Dans la situation très humiliée où se trouvaient les rois de France, les riches et fastueux vassaux bourguignons devaient naturellement intervenir en patrons, en protecteurs, et peu s’en fallut qu’ils ne devinssent les véritables maîtres : ils s’allièrent aux Anglais et le partage de la France paraissait inévitable. Dans Paris même, les partis se disputaient la domination de la rue. En une nouvelle bataille, Azincourt (1415), ce qui restait de la folle chevalerie française se fit battre honteusement par des manants à pied, comme l’avaient fait leurs pères à Crécy et à Poitiers, puis, aidés par la reine même, les Anglais entrèrent dans Paris (1418). La Loire était devenue la seule ligne défensive du royaume qui avait été si puissant sous Philippe-Auguste. On évalue aux deux tiers la diminution qu’eut à subir la population de la France pendant la guerre de Cent ans[1]. De vastes étendues avaient été changées en solitudes, villes et villages par centaines avaient disparu sous la brousse, et la bête sauvage y avait remplacé l’homme. Et pourtant la paix ne venait pas encore ! Les prodigieuses victoires des Anglais n’avaient servi qu’à prolonger la guerre en leur faisant espérer le triomphe final, à les encourager dans cette entreprise impossible : réduire une contrée trop vaste pour eux, où leurs forces finissaient par s’égarer et se perdre.

Ce que la France eut à souffrir pendant cette période est indicible : la population se trouvait en entier poussée vers la folie. A Paris, plus de vingt mille maisons abandonnées tombaient en ruines ; les métiers ne battaient plus dans les villes industrielles, le travail était partout délaissé ; la vie était devenue si incertaine qu’on ne la demandait plus à un labeur désormais illusoire et qu’on en était venu à la disputer aux loups. Les pestes passaient et repassaient sur le peuple, laissant la terreur derrière elles. Les désespérés se firent malandrins ou sorciers.

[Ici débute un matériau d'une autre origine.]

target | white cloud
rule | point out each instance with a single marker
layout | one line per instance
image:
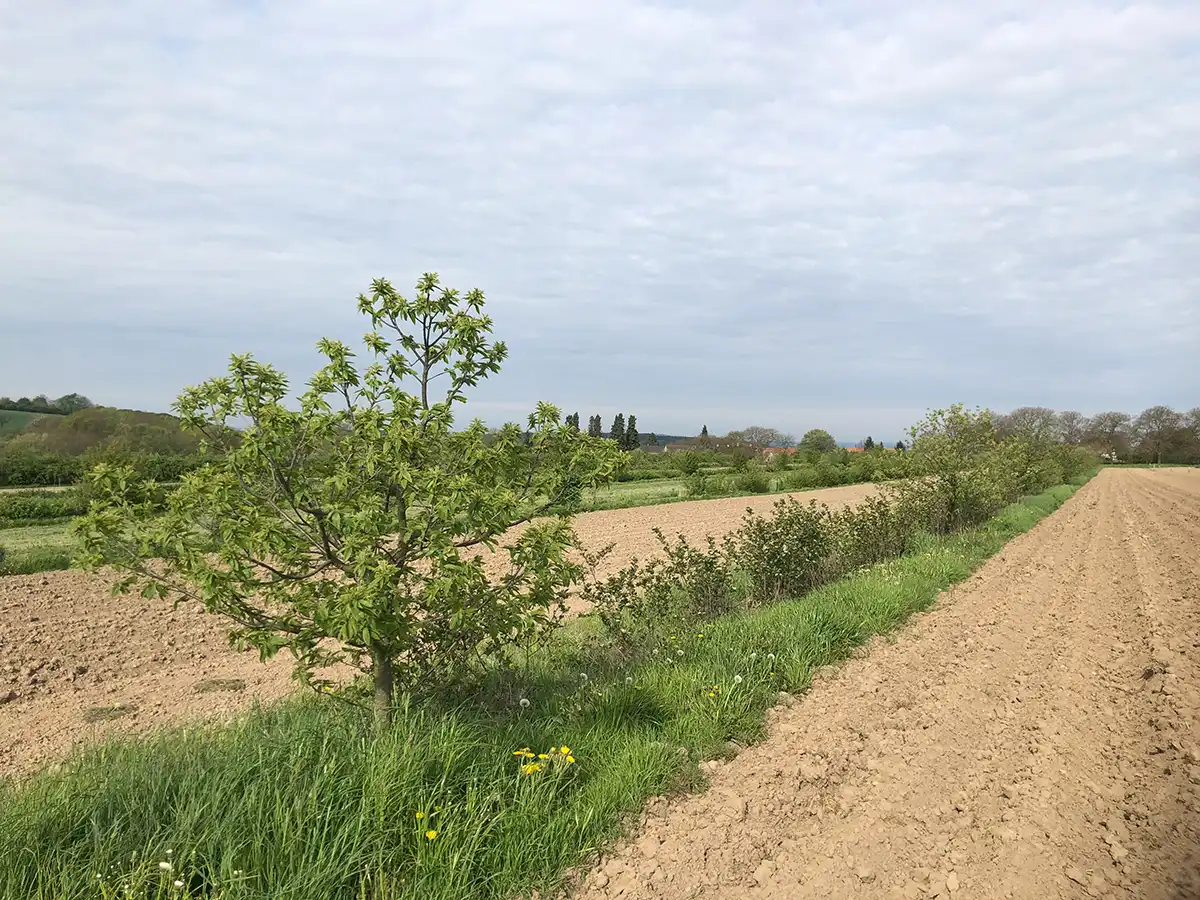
(739, 207)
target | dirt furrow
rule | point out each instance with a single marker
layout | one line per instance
(1031, 737)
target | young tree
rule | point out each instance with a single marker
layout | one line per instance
(618, 430)
(1158, 431)
(71, 403)
(762, 437)
(1037, 424)
(1109, 433)
(631, 441)
(341, 531)
(1071, 427)
(817, 441)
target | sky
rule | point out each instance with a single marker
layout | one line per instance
(771, 211)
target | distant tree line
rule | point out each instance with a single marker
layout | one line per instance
(1157, 435)
(64, 406)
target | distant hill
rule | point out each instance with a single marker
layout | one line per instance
(13, 421)
(99, 427)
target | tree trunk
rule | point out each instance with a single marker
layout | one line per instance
(385, 687)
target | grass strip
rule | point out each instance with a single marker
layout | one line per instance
(299, 801)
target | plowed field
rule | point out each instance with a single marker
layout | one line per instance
(1035, 736)
(76, 663)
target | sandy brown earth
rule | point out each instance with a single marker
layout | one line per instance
(1033, 736)
(76, 663)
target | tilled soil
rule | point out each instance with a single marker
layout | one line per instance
(77, 663)
(1033, 736)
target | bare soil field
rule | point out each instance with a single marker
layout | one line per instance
(1033, 736)
(77, 663)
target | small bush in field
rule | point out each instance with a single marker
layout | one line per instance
(783, 555)
(869, 533)
(753, 481)
(642, 603)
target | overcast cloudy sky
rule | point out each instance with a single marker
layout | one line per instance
(773, 211)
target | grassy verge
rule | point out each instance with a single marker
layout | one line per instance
(298, 802)
(36, 549)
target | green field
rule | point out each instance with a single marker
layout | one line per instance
(635, 493)
(12, 421)
(35, 549)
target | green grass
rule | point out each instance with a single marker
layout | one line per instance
(297, 801)
(12, 421)
(37, 549)
(622, 495)
(625, 495)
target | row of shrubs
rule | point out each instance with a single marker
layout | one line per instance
(799, 478)
(34, 468)
(802, 546)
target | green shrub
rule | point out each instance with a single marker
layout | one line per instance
(783, 555)
(802, 478)
(871, 532)
(751, 481)
(643, 603)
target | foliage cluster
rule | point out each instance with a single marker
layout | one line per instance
(345, 531)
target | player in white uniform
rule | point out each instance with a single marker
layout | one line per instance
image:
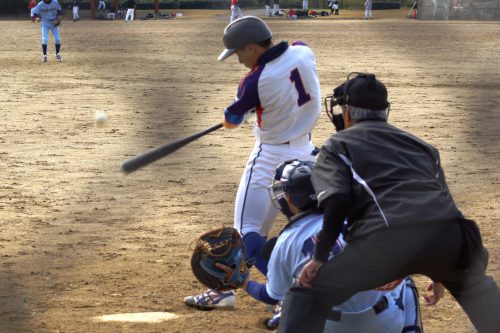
(392, 310)
(283, 90)
(50, 12)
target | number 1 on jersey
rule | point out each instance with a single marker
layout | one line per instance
(304, 97)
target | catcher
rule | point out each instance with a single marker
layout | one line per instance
(392, 308)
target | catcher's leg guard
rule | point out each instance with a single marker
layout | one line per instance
(301, 313)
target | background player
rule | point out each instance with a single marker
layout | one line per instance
(76, 10)
(31, 5)
(283, 90)
(392, 309)
(50, 12)
(276, 8)
(235, 10)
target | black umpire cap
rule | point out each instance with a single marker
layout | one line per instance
(243, 31)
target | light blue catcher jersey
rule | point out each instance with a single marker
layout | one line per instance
(294, 248)
(48, 12)
(284, 91)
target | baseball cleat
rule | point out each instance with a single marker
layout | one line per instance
(211, 300)
(274, 321)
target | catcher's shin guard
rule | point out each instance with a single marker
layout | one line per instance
(301, 313)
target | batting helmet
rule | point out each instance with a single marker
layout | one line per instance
(243, 31)
(293, 178)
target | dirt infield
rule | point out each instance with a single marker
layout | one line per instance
(79, 239)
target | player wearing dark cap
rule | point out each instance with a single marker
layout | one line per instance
(402, 220)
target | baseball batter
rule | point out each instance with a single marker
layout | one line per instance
(50, 13)
(282, 89)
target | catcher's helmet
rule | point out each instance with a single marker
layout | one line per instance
(293, 178)
(361, 90)
(243, 31)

On vit en certains districts les paysans sur le point de « se donner au diable », espérant en effet que l’Eternel ennemi, le dieu du mal et de l’enfer leur serait moins dur que le « bon Dieu »[2] ! « Mettons-nous en la main du Diable,

  1. W. Denton, England in the fifteenth Century, p. 82.
  2. Journal d’un Bourgeois de Paris, année 1421, — cité par Raoul Rosières, Recherches critiques sur l’Histoire religieuse de la France, pages 411 et suivantes.